One indication of the way the Mubarak regime now differentiates between its problems with Hamas in Gaza and its far more confrontational attitude toward Hamas' parent movement, the Egyptian Muslim Brotherhood, was explained on July 6 by Wahid Abdelmagid in the UAE's al-Ittihad newspaper. "Egypt", notes Abdelmagid, "has . . . maintained an ongoing dialogue with representations of the `Palestinian Brotherhood' [Hamas] while refusing to accept the need for a similar dialogue with the `Egyptian Brotherhood'--that is, the main body from which the Palestinian Brotherhood has branched off". Egypt prefers to view the Palestinian Brotherhood as primarily a manifestation of Palestinian nationalism rather than as a direct threat. Hence "Egypt prefers to contain the threat that Hamas represents, rather than waging war against it or initiating a confrontation with it".

To this, adds Urayb al-Rintawi of Jordan's ad-Dustour, we must add Cairo's disappointment with the alternative to Hamas--Fateh and Abbas. Cairo "fully realizes that President Abbas' path of reviving negotiations [with Israel] and implementing his own `peace project' is at a dead-end and will lead nowhere."

Is it realistic for Egypt to seek to remain on good terms with all parties in and around Gaza and conciliate among them? Probably not, in view of the substantive differences dividing Fateh and Hamas. Nor is it possible to ignore the general decline of the Mubarak regime and Cairo's failure to maintain its traditional inter-Arab leadership posture.

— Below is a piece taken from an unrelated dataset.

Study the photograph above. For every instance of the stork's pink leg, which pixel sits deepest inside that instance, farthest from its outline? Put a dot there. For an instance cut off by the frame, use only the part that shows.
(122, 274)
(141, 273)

True, the Saudi bubble of alternative leadership appears to have burst. The Saudis, who sponsored the now defunct Palestinian unity government at Mecca, appear to have lost both interest in and the capacity to follow up on this and additional regional initiatives. Riyadh displays little of the diplomatic depth that has long characterized Cairo's approach to regional issues. But the Arab state crisis of governance goes deeper than the Saudi-Egyptian rivalry. Five Arab League members--Iraq, Lebanon, Palestine, Sudan and Somalia--are literally falling apart. The challenge posed to the Arabs by Iran and militant Sunni and Shi'ite Islam goes unanswered. Neither Egypt nor Saudi Arabia appears to be up to the challenge of leading the Arab world out of this crisis.